I\'m interested in advice/pseudocode code/explanation rather than actual implementation.
something like that.
UPD: and concatenate final list in order to get final xpath. don't think attributes will be a problem.
I did the exact same thing last week for processing my xml to solr compliant format.
Since you wanted a pseudo code: This is how I accomplished that.
// You can skip the reference to parent and child.
1_ Initialize a custom node object: NodeObjectVO {String nodeName, String path, List attr, NodeObjectVO parent, List child}
2_ Create an empty list
3_ Create a dom representation of xml and iterate thro the node. For each node, get the corresponding information. All the information like Node name,attribute names and value should be readily available from dom object. ( You need to check the dom NodeType, code should ignore processing instruction and plain text nodes.)

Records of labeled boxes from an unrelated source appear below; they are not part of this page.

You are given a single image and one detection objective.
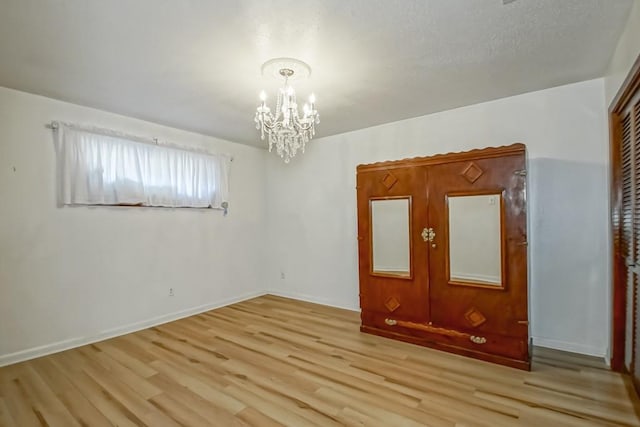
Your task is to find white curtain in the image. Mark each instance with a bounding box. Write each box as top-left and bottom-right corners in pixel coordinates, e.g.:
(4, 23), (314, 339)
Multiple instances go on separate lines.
(56, 125), (231, 209)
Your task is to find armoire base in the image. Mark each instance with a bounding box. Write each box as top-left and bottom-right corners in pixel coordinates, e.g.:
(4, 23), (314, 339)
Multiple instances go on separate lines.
(360, 326), (531, 371)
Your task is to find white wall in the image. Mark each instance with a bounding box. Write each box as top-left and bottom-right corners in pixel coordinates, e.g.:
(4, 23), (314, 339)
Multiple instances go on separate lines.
(605, 0), (640, 107)
(267, 79), (610, 356)
(0, 88), (266, 365)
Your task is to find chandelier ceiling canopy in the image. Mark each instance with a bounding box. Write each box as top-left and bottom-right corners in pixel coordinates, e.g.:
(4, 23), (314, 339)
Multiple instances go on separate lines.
(254, 58), (320, 163)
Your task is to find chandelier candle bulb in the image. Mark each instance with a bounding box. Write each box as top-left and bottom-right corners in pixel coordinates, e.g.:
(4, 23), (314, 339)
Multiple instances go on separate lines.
(254, 58), (320, 163)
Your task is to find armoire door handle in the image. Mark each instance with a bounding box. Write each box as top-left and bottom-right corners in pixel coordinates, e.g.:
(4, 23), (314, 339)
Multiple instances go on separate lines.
(422, 227), (436, 242)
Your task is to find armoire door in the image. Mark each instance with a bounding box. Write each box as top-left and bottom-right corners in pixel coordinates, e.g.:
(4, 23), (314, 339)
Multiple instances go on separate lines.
(357, 168), (429, 327)
(425, 155), (529, 360)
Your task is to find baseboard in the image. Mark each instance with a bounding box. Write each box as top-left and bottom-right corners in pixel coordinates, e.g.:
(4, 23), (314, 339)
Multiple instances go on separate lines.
(266, 290), (360, 313)
(532, 337), (607, 359)
(0, 291), (266, 367)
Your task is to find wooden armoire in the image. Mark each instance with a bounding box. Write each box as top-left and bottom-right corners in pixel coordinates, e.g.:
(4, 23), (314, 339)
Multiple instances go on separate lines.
(357, 144), (530, 370)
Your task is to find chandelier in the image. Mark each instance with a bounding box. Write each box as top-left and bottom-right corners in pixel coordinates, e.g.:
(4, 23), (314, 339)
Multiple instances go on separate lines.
(255, 58), (320, 163)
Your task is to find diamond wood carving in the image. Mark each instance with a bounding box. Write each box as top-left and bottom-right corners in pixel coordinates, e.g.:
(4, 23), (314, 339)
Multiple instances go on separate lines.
(462, 162), (484, 184)
(464, 307), (487, 328)
(384, 297), (400, 313)
(382, 172), (398, 190)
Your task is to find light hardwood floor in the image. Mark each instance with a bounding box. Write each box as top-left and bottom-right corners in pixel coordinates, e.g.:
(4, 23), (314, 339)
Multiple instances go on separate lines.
(0, 296), (640, 427)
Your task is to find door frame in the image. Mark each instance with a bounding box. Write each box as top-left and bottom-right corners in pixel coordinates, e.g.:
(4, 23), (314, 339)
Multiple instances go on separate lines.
(609, 55), (640, 372)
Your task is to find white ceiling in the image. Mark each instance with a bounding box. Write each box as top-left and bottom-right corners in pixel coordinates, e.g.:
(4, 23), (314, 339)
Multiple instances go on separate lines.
(0, 0), (633, 146)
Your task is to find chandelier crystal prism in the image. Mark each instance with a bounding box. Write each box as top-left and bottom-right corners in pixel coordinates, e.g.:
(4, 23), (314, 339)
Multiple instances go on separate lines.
(254, 58), (320, 163)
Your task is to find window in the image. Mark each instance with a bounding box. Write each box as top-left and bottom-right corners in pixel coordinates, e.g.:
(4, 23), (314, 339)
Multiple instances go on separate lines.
(57, 125), (231, 209)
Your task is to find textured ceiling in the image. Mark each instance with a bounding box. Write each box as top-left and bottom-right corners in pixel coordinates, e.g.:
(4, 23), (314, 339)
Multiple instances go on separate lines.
(0, 0), (633, 146)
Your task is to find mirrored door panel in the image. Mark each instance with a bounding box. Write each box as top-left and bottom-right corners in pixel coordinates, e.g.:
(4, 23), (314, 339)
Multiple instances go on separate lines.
(369, 197), (411, 278)
(446, 193), (504, 289)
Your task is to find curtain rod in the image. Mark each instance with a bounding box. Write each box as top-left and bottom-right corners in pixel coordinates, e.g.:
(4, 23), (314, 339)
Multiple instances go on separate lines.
(44, 120), (233, 162)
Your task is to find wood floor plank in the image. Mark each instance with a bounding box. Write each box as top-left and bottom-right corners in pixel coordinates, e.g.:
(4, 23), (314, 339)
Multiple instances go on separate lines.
(0, 295), (640, 427)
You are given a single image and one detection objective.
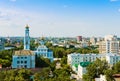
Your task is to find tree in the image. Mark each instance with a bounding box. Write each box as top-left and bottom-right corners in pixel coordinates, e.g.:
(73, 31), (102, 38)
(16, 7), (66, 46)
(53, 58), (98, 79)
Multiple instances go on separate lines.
(113, 62), (120, 73)
(105, 69), (115, 81)
(83, 59), (109, 80)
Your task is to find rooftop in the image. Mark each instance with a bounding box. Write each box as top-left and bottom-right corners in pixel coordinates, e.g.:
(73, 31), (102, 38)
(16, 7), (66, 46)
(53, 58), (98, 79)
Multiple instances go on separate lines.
(14, 50), (34, 55)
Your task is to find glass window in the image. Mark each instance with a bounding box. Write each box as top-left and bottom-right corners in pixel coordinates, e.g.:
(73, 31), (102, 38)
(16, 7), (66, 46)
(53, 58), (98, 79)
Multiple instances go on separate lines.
(24, 65), (27, 68)
(24, 61), (27, 64)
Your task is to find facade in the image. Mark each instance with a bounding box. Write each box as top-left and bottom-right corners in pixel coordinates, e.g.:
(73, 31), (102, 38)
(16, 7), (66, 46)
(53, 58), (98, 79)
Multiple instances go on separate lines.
(90, 37), (97, 45)
(77, 62), (90, 78)
(99, 35), (120, 54)
(67, 53), (120, 66)
(106, 54), (120, 65)
(24, 25), (30, 50)
(99, 40), (119, 54)
(77, 36), (82, 43)
(35, 41), (54, 62)
(0, 39), (4, 50)
(12, 26), (35, 68)
(12, 50), (35, 68)
(67, 53), (106, 66)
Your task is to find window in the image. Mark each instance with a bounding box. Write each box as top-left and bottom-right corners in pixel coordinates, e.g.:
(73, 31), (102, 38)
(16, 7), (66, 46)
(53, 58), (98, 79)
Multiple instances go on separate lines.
(21, 61), (23, 63)
(17, 61), (20, 64)
(24, 61), (27, 64)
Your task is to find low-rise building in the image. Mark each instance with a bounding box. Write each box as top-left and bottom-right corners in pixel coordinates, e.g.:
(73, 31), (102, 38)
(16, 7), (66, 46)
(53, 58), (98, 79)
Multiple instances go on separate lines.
(67, 53), (106, 66)
(77, 62), (90, 78)
(12, 50), (35, 68)
(35, 41), (54, 62)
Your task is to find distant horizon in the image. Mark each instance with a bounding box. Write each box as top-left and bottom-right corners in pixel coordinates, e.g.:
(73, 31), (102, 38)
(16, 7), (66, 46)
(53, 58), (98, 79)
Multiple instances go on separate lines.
(0, 0), (120, 37)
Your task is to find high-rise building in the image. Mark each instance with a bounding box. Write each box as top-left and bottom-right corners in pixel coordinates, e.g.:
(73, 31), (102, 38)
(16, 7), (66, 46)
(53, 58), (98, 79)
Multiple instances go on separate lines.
(99, 35), (119, 54)
(35, 40), (53, 62)
(12, 25), (35, 68)
(24, 25), (30, 50)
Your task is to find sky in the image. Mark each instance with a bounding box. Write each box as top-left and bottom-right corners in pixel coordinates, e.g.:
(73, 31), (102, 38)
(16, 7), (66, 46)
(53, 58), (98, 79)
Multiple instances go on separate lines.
(0, 0), (120, 37)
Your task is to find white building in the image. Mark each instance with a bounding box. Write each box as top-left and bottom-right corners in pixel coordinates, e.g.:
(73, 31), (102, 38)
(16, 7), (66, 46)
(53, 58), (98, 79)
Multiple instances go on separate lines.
(67, 53), (120, 66)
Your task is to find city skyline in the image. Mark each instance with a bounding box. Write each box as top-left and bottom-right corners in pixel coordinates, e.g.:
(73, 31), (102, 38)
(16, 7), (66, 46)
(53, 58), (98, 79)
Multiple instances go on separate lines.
(0, 0), (120, 37)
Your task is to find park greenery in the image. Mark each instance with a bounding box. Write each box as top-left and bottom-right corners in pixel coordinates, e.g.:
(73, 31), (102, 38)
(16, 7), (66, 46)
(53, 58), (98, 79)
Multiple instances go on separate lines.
(0, 40), (120, 81)
(83, 59), (120, 81)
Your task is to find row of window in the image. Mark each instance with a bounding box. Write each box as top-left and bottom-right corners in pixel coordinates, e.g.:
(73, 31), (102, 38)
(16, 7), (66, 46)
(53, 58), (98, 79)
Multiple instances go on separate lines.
(38, 49), (47, 51)
(17, 61), (27, 64)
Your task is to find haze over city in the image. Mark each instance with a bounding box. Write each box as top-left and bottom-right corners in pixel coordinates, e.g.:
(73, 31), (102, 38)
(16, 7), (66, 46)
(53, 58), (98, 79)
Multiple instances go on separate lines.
(0, 0), (120, 37)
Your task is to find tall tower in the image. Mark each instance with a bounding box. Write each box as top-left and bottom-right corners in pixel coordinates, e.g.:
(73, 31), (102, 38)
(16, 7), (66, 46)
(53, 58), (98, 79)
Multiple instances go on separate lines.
(24, 25), (30, 50)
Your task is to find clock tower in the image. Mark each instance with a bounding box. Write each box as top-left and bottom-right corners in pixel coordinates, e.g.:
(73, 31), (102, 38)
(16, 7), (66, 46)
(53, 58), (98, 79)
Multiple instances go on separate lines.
(24, 25), (30, 50)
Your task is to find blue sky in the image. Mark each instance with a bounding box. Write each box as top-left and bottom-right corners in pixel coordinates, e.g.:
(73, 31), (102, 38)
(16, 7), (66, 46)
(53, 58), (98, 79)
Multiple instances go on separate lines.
(0, 0), (120, 37)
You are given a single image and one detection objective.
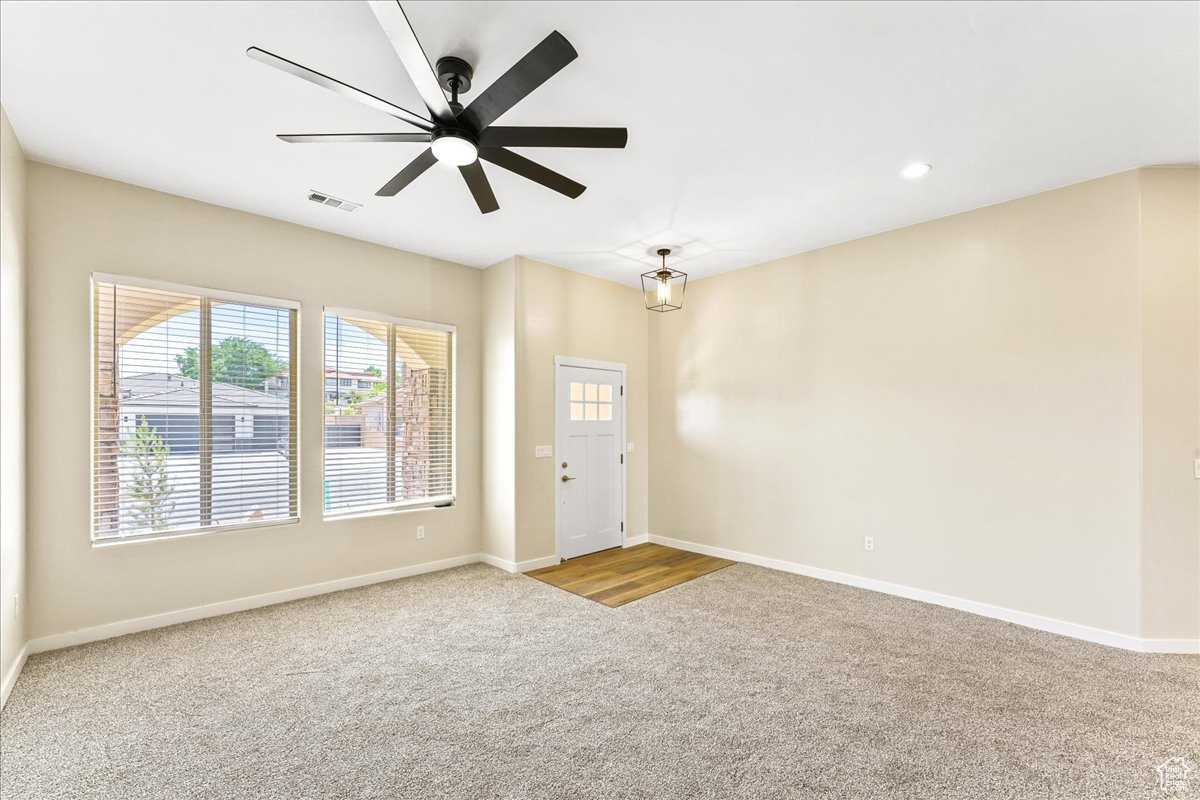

// Code Bloat warning. 4_ The only tricky part is get path. I created an iterative utility method to get the xpath string from NodeElement. (While(node.Parent != null ) { path+=node.parent.nodeName}.
(You can also achieve this by maintaining a global path variable, that keeps track of the parent path for each iteration.)
5_ In the setter method of setAttributes (List), I will append the object's path with all the available attributes. (one path with all available attributes. Not a list of path with each possible combination of attributes. You might want to do someother way. )
6_ Add the NodeObjectVO to the list.
7_ Now we have a flat (not hierrarchial) list of custom Node Objects, that have all the information I need.
(Note: Like I mentioned, I maintain parent child relationship, you should probably skip that part. There is a possibility of code bloating, especially while getparentpath. For small xml this was not a problem, but this is a concern for large xml).